Melalui cerita-cerita rakyat Maluku, masyarakat Maluku pada khususnya, dan Indonesia pada umumnya dapat mengambil manfaat yang terbesar untuk menghargai para leluhur, mendapatkan penghargaan yang berharga tentang sifat-sifat yang baik, dan meninggalkan sifat-sifat yang buruk.

Melalui cerita rakyat Maluku juga, para pendengar dan pembaca dapat memposisikan cerita rakyat sebagai sastra tradisional sejajar dengan sastra-sastra modern saat ini. Akhirnya, diharapkan makalah ini dapat memperkaya khasanah sastra Indonesia.

Daftar Pustaka

Damono, sapardi Djoko. 2002. Pengarang, Karya sastra, dan Pembaca. Bahan pelatihan Teori dan Kritik Sastra. PPPG Bahasa. Jakarta: Lemlit UI.

Danandjaja, James. 1986. Folklor Indonesia. Ilmu Gosip, Dongeng, dan Lain-Lain.Jakarta: Grafiti.

Leatemia, A. 2007. Kacupeng. Bacaan Anak Maluku. Edisi Perdana.

Leatemia, A. 2007. Kacupeng. Bacaan Anak Maluku. Edisi Kedua.

Nurgiyantoro, Burhan. 2005. Sastra Anak. Pengantar Pemahaman Dunia Anak.Yogyakarta: Gadjah Mada University Press.

Pradotokusumo, Partini Sardjono. 2005. Pengkajian Sastra.
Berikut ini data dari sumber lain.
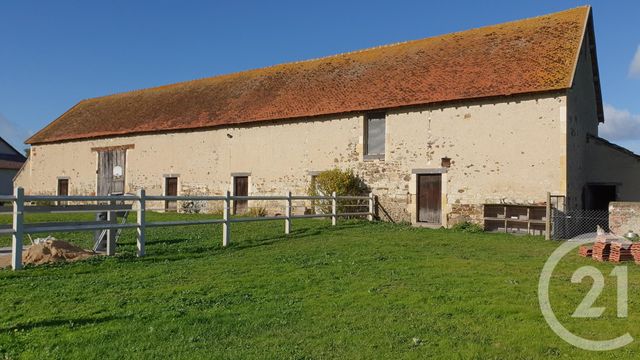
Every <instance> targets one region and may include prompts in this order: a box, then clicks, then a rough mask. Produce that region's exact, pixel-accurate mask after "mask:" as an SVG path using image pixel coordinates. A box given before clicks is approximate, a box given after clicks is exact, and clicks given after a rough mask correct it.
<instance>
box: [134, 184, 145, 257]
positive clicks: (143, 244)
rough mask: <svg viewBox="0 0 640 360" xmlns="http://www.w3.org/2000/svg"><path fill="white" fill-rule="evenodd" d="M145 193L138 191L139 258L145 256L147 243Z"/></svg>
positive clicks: (141, 189) (137, 242) (137, 218)
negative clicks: (144, 244)
mask: <svg viewBox="0 0 640 360" xmlns="http://www.w3.org/2000/svg"><path fill="white" fill-rule="evenodd" d="M144 197H145V191H144V189H138V216H137V219H136V220H137V222H138V228H137V229H138V242H137V247H138V256H144V243H145V231H146V229H145V223H146V219H145V216H146V211H145V209H146V203H145V198H144Z"/></svg>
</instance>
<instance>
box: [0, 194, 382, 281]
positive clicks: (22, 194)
mask: <svg viewBox="0 0 640 360" xmlns="http://www.w3.org/2000/svg"><path fill="white" fill-rule="evenodd" d="M236 200H247V201H256V200H266V201H285V202H286V205H285V215H284V216H262V217H235V218H232V217H231V215H232V214H231V211H232V206H231V202H232V201H236ZM294 200H325V201H327V202H330V204H331V212H330V213H328V212H327V213H320V214H300V215H294V214H292V208H293V204H292V202H293V201H294ZM341 200H361V201H366V204H362V205H359V206H362V207H365V206H366V207H367V211H366V212H364V211H361V212H343V213H340V212H338V202H339V201H341ZM0 201H1V202H9V203H12V205H13V207H0V214H3V213H4V214H12V216H13V221H12V224H11V226H10V227H9V226H0V235H11V237H12V241H11V267H12V269H13V270H18V269H20V268H22V247H23V240H24V239H23V238H24V234H32V233H34V234H35V233H56V232H75V231H95V230H105V231H106V232H107V234H106V237H107V241H106V243H107V244H106V245H107V246H106V253H107V255H115V250H116V241H115V239H116V237H115V233H116V231H118V230H122V229H136V247H137V255H138V256H144V254H145V239H146V228H156V227H169V226H190V225H206V224H222V245H223V246H227V245H228V244H229V242H230V240H231V234H230V231H231V224H232V223H242V222H254V221H284V225H285V230H284V231H285V234H289V233H290V232H291V220H294V219H309V218H329V217H330V218H331V224H332V225H336V224H337V219H338V218H339V217H359V216H366V217H367V219H368V220H369V221H373V219H374V216H375V207H376V200H375V197H374V196H373V194H372V193H370V194H369V196H337V195H336V193H335V192H334V193H333V194H331V196H304V195H292V193H291V192H288V193H287V194H286V195H284V196H282V195H275V196H264V195H258V196H232V195H231V193H230V192H229V191H227V193H226V195H225V196H190V195H188V196H157V195H146V193H145V190H144V189H140V190H138V192H137V193H136V194H135V195H128V194H127V195H116V196H75V195H69V196H54V195H25V194H24V189H23V188H16V189H15V191H14V195H13V196H0ZM39 201H51V202H56V203H57V204H61V203H62V202H96V203H97V204H87V205H75V204H74V205H57V206H49V205H47V206H39V205H37V206H28V205H27V204H29V203H31V202H39ZM148 201H221V202H223V207H222V210H223V214H222V219H201V220H174V221H155V222H146V211H148V210H149V209H147V207H146V202H148ZM100 202H103V204H100ZM104 202H106V204H105V203H104ZM125 202H130V203H131V205H126V204H124V203H125ZM133 204H136V205H137V206H136V207H135V210H134V205H133ZM326 205H327V206H328V205H329V204H328V203H327V204H326ZM347 205H354V204H347ZM347 205H341V206H347ZM123 211H135V212H136V213H137V217H136V222H135V223H118V222H117V216H118V215H117V214H118V213H119V212H123ZM105 212H106V214H107V220H106V221H85V222H51V223H25V221H24V215H25V213H58V214H59V213H105Z"/></svg>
Jakarta: Gramedia.

Ratna, Nyoman Kutha. 2007. Estetika, Sastra, dan Budaya. Yogyakarta: Pustaka Pelajar.

Sumarauw, Aneke. 1994. Cerita Rakyat dari Maluku. Jakarta: PT Gramedia Widiasarana.

Teeuw, A. 1984. Sastra dan Ilmu Sastra. Jakarta: Pustaka Jaya.



[1] Makalah disampaikan pada Konferensi Internasional Kesusastraan XX Himpunan Sarjana Kesusastraan Indonesia di Bandung, tanggal 5-7 Juli 2009.

[2] Martha Maspitella adalah staf dosen pada program studi Pendidikan Bahasa dan Sastra Indonesia FKIP Unpatti & Pengurus HISKI Komisariat Ambon.